制御機器の信頼性向上には故障履歴の評価と原因の特定が重要です。制御機器の故障は大きく分類すればIC等電子部品内部の接合特性不良等が主原因の内部要因故障と設置環境からの絶縁不良、短絡、接触不良が主原因の外部要因故障に分類されます。このうち、外部要因故障は間欠故障状態(再現性がない)として現れます。この故障が多く発生しているようであれば、設置環境の悪化や環境ストレスが蓄積されていることが考えられます。次図に外部要因故障例を示します。

環境変化によるDCSの故障例

環境変化によるDCSの故障例
ベンダー工場での温度湿度のサイクル試験により基板故障が再現した例
ベンダー工場での温度湿度のサイクル試験により基板故障が再現した例
経時劣化部品は適切な交換周期での交換が前提です。

改善事例

下表は制御機器設置環境を制御機器設置環境基準(JEIDA)で評価した例です。
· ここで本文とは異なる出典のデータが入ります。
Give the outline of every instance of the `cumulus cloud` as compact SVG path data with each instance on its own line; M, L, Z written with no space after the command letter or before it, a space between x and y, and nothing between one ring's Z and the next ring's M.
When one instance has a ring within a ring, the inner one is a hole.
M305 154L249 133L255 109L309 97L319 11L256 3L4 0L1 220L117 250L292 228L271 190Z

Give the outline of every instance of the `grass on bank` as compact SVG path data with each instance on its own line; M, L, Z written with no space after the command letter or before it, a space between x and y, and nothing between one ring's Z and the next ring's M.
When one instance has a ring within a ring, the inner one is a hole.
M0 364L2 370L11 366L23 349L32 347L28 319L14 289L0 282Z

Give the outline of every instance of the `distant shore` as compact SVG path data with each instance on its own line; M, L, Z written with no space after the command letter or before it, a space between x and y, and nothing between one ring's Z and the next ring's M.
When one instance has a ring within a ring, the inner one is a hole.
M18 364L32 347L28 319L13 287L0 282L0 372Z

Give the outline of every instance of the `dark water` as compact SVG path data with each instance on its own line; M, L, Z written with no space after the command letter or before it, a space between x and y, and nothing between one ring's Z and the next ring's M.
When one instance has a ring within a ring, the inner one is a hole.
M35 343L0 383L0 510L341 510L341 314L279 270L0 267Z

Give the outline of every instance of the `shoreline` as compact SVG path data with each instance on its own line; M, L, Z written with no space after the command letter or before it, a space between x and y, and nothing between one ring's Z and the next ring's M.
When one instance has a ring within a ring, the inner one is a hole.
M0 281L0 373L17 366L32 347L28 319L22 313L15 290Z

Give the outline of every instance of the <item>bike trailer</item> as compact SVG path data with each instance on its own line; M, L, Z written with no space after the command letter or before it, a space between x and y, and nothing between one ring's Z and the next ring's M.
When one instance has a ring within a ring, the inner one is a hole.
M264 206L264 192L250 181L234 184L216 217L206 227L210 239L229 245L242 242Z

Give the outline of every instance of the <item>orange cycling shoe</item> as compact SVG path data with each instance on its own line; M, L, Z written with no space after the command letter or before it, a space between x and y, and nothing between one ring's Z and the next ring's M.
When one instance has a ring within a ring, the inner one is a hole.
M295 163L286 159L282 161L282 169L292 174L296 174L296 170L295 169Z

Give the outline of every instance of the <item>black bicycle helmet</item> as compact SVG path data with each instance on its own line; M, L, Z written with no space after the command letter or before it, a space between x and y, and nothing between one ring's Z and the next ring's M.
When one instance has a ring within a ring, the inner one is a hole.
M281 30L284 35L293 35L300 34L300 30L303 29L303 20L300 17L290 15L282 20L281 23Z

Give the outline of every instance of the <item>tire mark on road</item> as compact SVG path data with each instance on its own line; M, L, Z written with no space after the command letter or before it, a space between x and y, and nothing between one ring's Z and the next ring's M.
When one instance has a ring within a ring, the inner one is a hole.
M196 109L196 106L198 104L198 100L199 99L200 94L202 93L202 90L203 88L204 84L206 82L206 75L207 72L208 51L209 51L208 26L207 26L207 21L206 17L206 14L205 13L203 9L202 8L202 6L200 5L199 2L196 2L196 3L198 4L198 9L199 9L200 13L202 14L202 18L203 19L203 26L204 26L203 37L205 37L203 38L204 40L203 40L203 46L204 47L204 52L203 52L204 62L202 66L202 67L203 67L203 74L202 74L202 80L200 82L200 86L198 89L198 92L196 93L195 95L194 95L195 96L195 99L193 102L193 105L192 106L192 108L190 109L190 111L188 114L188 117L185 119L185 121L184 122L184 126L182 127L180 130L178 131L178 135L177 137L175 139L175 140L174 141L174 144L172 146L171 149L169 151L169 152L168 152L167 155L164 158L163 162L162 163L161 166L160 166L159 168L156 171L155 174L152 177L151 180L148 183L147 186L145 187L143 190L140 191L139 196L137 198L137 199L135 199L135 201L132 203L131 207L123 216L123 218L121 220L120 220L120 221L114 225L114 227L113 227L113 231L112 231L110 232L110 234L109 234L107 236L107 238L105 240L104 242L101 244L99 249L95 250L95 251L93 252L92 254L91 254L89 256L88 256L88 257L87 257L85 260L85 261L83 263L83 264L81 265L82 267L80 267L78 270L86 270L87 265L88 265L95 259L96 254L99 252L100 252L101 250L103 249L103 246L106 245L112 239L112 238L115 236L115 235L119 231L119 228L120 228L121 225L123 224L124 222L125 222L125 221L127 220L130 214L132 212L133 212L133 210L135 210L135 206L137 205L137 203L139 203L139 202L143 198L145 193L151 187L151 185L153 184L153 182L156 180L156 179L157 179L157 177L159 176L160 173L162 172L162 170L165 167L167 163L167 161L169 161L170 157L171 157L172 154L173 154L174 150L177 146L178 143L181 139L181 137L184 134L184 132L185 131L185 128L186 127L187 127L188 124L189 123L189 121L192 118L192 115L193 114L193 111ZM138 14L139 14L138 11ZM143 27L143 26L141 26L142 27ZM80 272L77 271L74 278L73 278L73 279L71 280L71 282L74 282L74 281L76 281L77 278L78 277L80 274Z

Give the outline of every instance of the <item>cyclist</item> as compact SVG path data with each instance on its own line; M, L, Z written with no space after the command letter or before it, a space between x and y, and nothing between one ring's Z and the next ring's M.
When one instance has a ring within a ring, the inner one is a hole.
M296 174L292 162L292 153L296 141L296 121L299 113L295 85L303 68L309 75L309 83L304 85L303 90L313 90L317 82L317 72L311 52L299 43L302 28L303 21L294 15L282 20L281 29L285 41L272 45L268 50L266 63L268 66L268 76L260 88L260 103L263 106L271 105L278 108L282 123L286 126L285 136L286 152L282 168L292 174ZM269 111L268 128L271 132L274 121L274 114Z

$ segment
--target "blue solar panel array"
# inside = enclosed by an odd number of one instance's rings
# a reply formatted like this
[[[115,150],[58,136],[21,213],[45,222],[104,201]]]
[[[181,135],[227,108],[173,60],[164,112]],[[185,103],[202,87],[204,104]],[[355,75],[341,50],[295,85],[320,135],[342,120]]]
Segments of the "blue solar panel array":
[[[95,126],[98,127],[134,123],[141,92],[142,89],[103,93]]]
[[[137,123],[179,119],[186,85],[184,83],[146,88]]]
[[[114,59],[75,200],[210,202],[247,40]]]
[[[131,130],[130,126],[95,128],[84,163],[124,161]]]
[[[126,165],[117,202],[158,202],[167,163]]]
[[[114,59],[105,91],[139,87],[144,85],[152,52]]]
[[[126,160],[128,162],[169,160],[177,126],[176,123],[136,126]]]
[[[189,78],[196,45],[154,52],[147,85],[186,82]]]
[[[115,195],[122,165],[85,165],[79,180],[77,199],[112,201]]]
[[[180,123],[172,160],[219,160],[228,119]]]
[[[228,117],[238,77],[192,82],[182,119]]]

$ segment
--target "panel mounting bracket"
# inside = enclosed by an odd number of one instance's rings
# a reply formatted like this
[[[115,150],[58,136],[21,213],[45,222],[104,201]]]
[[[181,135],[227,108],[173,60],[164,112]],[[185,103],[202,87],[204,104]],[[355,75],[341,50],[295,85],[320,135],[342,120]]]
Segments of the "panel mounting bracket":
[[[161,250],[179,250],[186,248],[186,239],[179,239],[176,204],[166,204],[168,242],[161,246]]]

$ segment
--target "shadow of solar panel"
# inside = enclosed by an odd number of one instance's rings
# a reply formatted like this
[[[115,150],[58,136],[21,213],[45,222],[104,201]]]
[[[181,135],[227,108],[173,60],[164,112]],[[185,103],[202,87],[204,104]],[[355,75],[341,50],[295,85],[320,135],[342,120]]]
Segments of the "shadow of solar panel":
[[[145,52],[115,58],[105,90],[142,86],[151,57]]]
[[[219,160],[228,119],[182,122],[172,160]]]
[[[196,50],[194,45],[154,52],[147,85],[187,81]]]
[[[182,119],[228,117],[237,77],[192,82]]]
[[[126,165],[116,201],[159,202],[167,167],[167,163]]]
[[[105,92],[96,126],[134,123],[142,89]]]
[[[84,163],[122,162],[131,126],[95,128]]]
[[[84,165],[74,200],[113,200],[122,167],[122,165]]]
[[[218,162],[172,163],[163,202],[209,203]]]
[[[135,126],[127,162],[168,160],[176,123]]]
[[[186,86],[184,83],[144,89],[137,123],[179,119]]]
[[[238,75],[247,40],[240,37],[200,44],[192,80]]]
評価結果により空調機の改善や定期検査項目・周期を見直します。蓄積された環境ストレス除去には基板の洗浄やコーティングが有効です。特に寿命に大きく影響する環境ストレスは「腐食性ガス」「相対湿度」「塵埃」です。信頼性維持と寿命延長のためには蓄積された環境ストレスを除去し、さらに良好な設置環境を維持することが重要になります。
  • 設置場所の環境評価例
  • D装置機械室の改善例

設置環境調査

設置環境把握には温度、湿度の連続記録計やデータロガーが便利です。右図は温度、湿度と銅および銀センサーによる腐食度の連続測定が可能なデータロガー(※)です。
腐食ガスモニターロガー OnGuard 2000/Purafil inc.